My mother writes of her childhood, of her adolescence. Her essays show me a world that I have never known. They take me to a time where racing to pick raw mangoes the rains had felled was a childhood past time. She talks of times when extended families were so large, lived in such close proximity and were so close knit that one didn’t need to make friends outside it. Cousins provided ample companionship.

Mama sometimes uses Urdu words I don’t even understand. I haven’t a clue as to what they are because they refer to things that no longer exist in my world. And it sets me thinking as to how the nature of life, living and family has changed so completely. All in a matter of one generation. For me, the world she lived in as a girl, never existed.
We’ve always lived as a nuclear family, able to visit our grandparents in another state only during our vacations and as my mother points out, we don’t even know our first cousins too well. The way things stand today, not one of my siblings and I even live on the same continent. One generation. That’s all it took.
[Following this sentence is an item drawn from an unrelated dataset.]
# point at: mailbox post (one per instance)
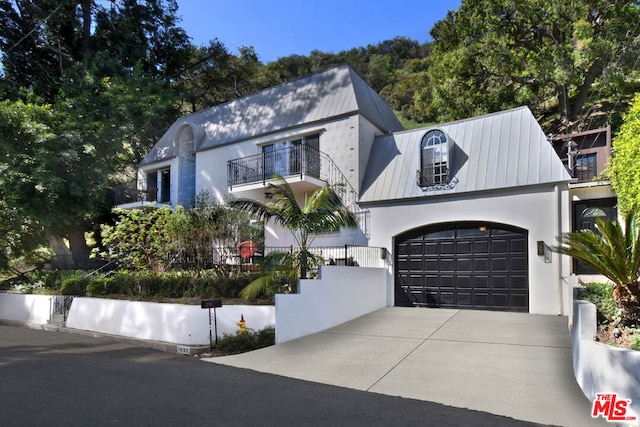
(212, 303)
Mother’s essays take me to places and show me thoughts I wouldn’t know she had, had she not written them down. I wonder about the very nature of writing. What is it about a blank sheet of paper or a blank word document? Just as we are impatient to fill silences, are we also eager to fill in the empty spaces around us? Like empty spaces in our homes that we just have to fill with some knick-knack or object d’art? Or storage rooms that are choc-a-block brimming no matter whose house we’re talking about? I guess empty spaces, whether on paper or in our homes, allow us the privilege to express a part of ourselves and we are only too eager to do so.
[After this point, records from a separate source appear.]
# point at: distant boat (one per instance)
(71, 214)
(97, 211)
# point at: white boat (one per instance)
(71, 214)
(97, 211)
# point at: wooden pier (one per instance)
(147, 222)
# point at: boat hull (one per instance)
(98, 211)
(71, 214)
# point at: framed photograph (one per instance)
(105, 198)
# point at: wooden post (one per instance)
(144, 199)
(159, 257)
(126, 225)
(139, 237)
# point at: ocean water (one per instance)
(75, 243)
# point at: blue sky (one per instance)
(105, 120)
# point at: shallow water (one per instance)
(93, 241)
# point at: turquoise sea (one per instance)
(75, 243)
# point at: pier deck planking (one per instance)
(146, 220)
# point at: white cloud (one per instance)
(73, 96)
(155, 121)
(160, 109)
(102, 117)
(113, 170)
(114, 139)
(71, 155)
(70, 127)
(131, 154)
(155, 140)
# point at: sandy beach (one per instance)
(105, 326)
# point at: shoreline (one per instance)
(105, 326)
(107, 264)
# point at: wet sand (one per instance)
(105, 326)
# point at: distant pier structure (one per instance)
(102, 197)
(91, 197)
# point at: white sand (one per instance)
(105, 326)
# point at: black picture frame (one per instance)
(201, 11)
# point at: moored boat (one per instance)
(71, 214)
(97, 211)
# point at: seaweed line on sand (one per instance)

I once wrote a poem called ‘Ask Me’ and it basically talked of how each one of us is filled with stories. Stories about ourselves, our feelings, our thoughts. Stories of who we are and how we become the people we are today. And it said that deep within us, we’re just yearning to tell our stories. To be asked about ourselves. To have an interested listener. Maybe that is why old people tell and re-tell their stories so often. Like writers, decorators, or painters in the midst of creating something, old people too are in a place where they can ‘be’, collecting their thoughts and rummaging through memories, versus hopping from task to task.

Maybe a generation later, my daughter won’t need to write down her thoughts or her stories. Maybe telepathy will be the way of the world and she’ll be able to transmit her thoughts just by eye contact or perhaps even by just thinking of the other person. Maybe she’ll be downloading her thoughts and it’ll manifest itself in changes around her without her actually lifting a finger to get things done. And perhaps she’ll be reading by osmosis; and eating only in supplement form. Far-fetched you think? Given all the changes that life has undergone since my mum was a girl, I don’t think so.